The difficulty is where we used to settle disputes with our fists or even knives, now the societal saturation of guns means that an individual or group predisposed to a massacre can, either by a suicidal attack or from a safe distance, take the lives of scores of innocents unaware they are entering a deadly battlefield.
The carnage left behind has spawned a bunch of cliches, perverse because of the regularity that we are called on to use them.
One of the worst is “thoughts and prayers,” mumbled by someone who can’t think of anything more meaningful to say.
“Commonsense gun law reform” is another equally empty one. It is usually uttered by someone who favors compromise, placing some restrictions on weaponry, which he or she knows is impossible because of our paralyzed and corrupt government and the politicians who by rote state their own platitudes, like “law-abiding citizens.” Leaders like Ted Cruz know they can whip up a fervor by equating these death machines to freedom.

As a result, we have a nation that is way more dangerous than it should be. Granted, the danger index is skewed by the Covid pandemic. But then again, that was distorted by the reality that it was the Trump administration’s gross incompetence and fanciful lies by the leader that made the United States a tragic world mediocrity or worse in just about every per-capita category.
And before someone screams “fake news” and accuses everyone of overlooking Warp Speed — the Trump initiative that developed a vaccine in a remarkably quick period of time — the logistical problems left behind by the Trumpsters and the rest of the haphazard obstacles made it extremely difficult to untwist unnecessary complications. How many lives were lost by all the sloppy work of people who were in over their heads or too scared to take on Trump?

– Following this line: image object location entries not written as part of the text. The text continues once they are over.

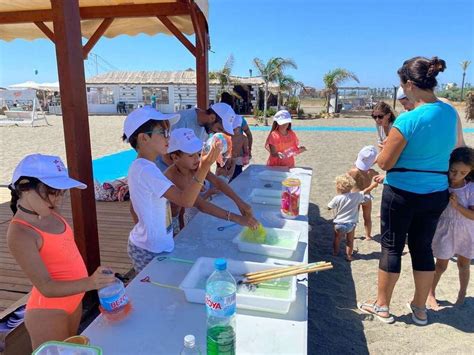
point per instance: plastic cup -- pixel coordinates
(78, 339)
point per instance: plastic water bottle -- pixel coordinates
(190, 347)
(290, 152)
(113, 298)
(220, 305)
(216, 137)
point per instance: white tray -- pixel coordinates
(286, 250)
(193, 286)
(266, 196)
(273, 175)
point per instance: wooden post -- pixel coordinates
(395, 89)
(202, 47)
(67, 30)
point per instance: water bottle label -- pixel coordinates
(115, 302)
(219, 306)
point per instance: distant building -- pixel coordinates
(122, 91)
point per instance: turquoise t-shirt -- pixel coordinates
(430, 132)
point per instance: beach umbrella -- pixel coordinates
(25, 85)
(49, 86)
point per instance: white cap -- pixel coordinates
(49, 169)
(227, 114)
(185, 140)
(401, 94)
(282, 117)
(237, 121)
(141, 115)
(366, 158)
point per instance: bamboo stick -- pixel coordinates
(281, 269)
(289, 273)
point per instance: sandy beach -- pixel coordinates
(335, 324)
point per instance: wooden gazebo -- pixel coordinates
(65, 22)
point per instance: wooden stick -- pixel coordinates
(289, 273)
(281, 269)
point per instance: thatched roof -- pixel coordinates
(160, 77)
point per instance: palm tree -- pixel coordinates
(285, 85)
(464, 65)
(333, 79)
(270, 72)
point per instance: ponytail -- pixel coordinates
(14, 199)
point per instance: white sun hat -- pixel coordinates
(237, 121)
(401, 94)
(141, 115)
(366, 158)
(49, 169)
(282, 117)
(227, 115)
(185, 140)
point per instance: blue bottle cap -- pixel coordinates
(220, 264)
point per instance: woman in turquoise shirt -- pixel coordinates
(416, 158)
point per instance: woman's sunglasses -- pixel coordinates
(378, 117)
(164, 132)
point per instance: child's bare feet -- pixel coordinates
(433, 304)
(461, 298)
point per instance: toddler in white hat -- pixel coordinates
(363, 174)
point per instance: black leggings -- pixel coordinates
(414, 215)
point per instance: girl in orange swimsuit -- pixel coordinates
(43, 245)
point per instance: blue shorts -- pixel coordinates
(344, 227)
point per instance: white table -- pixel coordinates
(161, 317)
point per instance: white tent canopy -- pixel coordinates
(37, 86)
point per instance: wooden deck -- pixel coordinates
(114, 222)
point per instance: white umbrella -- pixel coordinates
(25, 85)
(49, 86)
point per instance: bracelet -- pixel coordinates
(197, 180)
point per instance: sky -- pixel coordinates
(371, 38)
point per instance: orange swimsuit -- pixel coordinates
(64, 263)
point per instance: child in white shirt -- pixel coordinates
(147, 131)
(346, 209)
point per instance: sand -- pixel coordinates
(335, 324)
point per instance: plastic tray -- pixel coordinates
(61, 348)
(193, 286)
(286, 250)
(273, 175)
(266, 196)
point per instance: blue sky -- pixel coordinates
(369, 37)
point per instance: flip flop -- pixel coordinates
(375, 311)
(415, 319)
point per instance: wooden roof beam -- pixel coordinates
(101, 12)
(178, 34)
(45, 29)
(96, 36)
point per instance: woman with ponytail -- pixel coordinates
(416, 158)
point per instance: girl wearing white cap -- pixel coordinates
(184, 150)
(282, 142)
(42, 243)
(363, 174)
(147, 131)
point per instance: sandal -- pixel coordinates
(375, 310)
(415, 309)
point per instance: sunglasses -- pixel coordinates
(164, 132)
(378, 117)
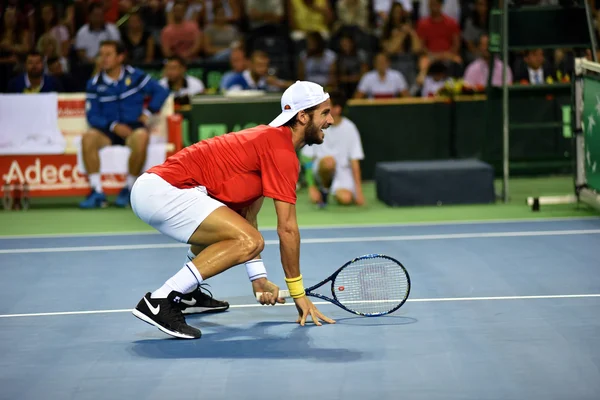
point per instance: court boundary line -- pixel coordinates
(317, 227)
(322, 303)
(364, 239)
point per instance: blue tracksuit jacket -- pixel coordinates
(109, 102)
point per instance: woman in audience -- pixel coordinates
(15, 41)
(399, 36)
(315, 62)
(231, 8)
(49, 48)
(475, 25)
(47, 22)
(138, 42)
(351, 64)
(219, 36)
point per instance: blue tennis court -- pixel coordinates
(503, 310)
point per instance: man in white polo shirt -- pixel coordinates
(334, 166)
(382, 82)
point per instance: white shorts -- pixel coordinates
(174, 212)
(342, 179)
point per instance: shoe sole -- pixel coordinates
(150, 321)
(204, 310)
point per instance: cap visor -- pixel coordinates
(282, 118)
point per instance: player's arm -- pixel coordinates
(356, 175)
(307, 163)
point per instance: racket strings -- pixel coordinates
(372, 286)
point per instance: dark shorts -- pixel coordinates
(117, 140)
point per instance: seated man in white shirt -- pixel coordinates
(382, 82)
(334, 166)
(182, 85)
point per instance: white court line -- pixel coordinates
(475, 235)
(321, 227)
(322, 303)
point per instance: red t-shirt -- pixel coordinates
(238, 168)
(437, 35)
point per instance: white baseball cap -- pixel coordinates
(300, 96)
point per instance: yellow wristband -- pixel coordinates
(295, 286)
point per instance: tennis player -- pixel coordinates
(209, 195)
(334, 167)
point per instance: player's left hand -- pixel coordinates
(143, 119)
(270, 292)
(360, 199)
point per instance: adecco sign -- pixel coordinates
(51, 175)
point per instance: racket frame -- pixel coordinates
(335, 301)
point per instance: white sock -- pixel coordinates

The truth is that we face too many snags in our political system to solve issues that nearly everyone agrees should be solved: repairing a disintegrating infrastructure, health care, education, economic inequities, walking down the street without taking our lives into our hands. But in most of these rankings we’re not only unexceptional, we are lackluster at best.
As we face mass murders of our fellow citizens time after time after time, our standing in these listings that define quality of life can be improved upon only if we each get to work on just one reform that is another cliche, impossible itself unless we citizens selflessly embrace the surrounding community: “Government of the people, by the people, for the people.”

© 2021 Bob Franken
Distributed by King Features Syndicate, Inc.